Delegates knuckled down for a long day and night of final haggling to find consensus on an interim plan to rein in climate change and smooth the way to a new deal that must enter into force in 2020.
"There is a high level of disappointment with the current package," Nauru Foreign Minister Kieren Keke, chairperson of the Alliance of Small Island States, told a lunch-time stock-taking meeting that followed overnight talks.
"On the whole, the current package is largely about continuing to talk and very little about action.
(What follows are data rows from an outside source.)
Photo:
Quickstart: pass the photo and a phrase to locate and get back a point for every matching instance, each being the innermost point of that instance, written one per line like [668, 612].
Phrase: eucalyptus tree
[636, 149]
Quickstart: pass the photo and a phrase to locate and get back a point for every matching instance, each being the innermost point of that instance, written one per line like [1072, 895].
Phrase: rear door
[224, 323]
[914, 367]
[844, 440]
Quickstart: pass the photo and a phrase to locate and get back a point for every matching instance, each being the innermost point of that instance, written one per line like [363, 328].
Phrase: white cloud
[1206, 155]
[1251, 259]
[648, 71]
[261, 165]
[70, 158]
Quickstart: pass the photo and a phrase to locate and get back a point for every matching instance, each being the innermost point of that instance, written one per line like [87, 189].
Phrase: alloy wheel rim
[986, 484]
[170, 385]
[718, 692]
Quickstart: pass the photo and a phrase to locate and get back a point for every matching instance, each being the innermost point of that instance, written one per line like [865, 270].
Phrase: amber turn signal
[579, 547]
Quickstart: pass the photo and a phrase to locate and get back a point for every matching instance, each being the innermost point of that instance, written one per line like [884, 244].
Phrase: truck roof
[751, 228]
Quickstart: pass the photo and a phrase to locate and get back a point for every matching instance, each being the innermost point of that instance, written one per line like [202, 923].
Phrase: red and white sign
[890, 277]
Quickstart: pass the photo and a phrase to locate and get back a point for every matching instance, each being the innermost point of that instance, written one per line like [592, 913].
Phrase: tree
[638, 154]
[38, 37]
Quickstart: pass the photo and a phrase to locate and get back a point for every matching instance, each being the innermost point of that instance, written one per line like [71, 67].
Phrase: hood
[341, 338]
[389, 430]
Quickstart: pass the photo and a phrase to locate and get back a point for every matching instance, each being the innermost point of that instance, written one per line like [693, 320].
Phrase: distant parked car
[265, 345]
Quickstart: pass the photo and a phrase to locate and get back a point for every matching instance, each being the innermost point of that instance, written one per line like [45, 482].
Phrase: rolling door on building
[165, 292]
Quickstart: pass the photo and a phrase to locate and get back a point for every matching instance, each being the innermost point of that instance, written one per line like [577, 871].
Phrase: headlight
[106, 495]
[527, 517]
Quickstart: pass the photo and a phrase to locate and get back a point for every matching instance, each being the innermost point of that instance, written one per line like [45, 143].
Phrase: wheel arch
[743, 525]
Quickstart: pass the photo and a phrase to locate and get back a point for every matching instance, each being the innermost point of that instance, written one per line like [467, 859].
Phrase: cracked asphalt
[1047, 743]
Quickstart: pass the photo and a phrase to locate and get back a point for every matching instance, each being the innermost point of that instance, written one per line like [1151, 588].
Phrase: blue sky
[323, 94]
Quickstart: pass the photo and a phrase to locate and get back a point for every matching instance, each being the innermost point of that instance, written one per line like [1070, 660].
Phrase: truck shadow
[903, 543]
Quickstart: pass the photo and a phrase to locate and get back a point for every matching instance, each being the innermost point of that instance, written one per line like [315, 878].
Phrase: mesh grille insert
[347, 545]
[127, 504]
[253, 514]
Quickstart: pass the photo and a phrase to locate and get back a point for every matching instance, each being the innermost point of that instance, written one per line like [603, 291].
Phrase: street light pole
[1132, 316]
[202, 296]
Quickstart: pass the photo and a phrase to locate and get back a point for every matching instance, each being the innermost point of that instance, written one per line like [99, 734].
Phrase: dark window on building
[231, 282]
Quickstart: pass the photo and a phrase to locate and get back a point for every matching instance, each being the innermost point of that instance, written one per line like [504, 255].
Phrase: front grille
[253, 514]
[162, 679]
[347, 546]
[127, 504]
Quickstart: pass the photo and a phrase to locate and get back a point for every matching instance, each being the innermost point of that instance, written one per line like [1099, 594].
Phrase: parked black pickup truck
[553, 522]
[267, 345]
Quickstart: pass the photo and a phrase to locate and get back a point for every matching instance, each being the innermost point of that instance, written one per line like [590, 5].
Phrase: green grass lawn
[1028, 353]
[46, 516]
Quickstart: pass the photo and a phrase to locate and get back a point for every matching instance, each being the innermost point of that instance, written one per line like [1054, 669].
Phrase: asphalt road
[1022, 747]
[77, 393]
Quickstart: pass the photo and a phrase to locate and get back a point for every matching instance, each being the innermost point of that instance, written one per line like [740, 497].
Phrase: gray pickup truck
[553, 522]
Accepting the current package for AOSIS entails a very high if not unacceptable risk to our countries."
Funding to help poor countries deal with the fallout from global warming and convert to planet-friendlier energy sources remains a key sticking point between negotiators from nearly 200 countries gathered in the Qatari capital.
Developed countries are being pressed to show how they intend to keep a promise to raise climate funding for poor countries to $100bn per year by 2020 - up from a total of $30bn in 2010-2012.
Developing countries say they need at least another $60bn between now and 2015 to deal with increased droughts, floods, rising sea levels and storms.
But the United States and European Union have refused to put concrete figures on the table for 2013-2020 funding, citing tough financial times.
Hot air
Also in dispute is "hot air", the name given to Earth-warming greenhouse gas emission quotas that countries were given under the first leg of the 1997 Kyoto Protocol and did not use - about 13bn tons in total.
The credits can be sold to nations battling to meet their own quotas, meaning greenhouse gas levels decrease on paper but not in the atmosphere.
Poland and Russia emitted much less than their lenient limits, and insisted in Doha on being allowed to bank the difference beyond 2012 - a move most other parties vehemently oppose.
Agreement on hot air is key to the Doha delegates extending the life of the Kyoto pact, whose first leg expires on 31 December.
The protocol is the world's only binding pact on curbing greenhouse gases, but locks in only developed nations and excludes major developing polluters such as China and India, as well as the United States, which refused to ratify it.
A new 2020 deal, due to be finalised by 2015, will include commitments for all the nations of the world.
The duration of an interim "second commitment period" of Kyoto is also in contention.
"I understand that every party may not be fully satisfied with the individual outcomes that you are considering," conference president Abdullah bin Hamad al-Attiyah of Qatar told delegates on Friday.
Human survival
"I would like to ask you not to see any of these in isolation but rather consider them all part of an overall, balanced package that allows Doha to be a gateway to increased climate action."
NGOs and delegates have expressed frustration at the pace of negotiations that coincided with a slew of fresh scientific warnings that Earth faces a calamitous future of more frequent extreme weather events.
"This is about human survival," Greenpeace chief executive Kumi Naidoo told AFP in the final hours of the talks.
The Philippines urged bickering climate negotiators on Thursday to take heed from the deadly typhoon that struck the archipelago this week and wake up to the realities of global warming.
"As we sit here, every single hour, even as we vacillate and procrastinate here, the death toll is rising," said climate envoy Naderev Sano.
German Environment Minister Peter Altmaier has predicted that the talks, notorious for running way over schedule, "will be on the knife's edge up to the last moment".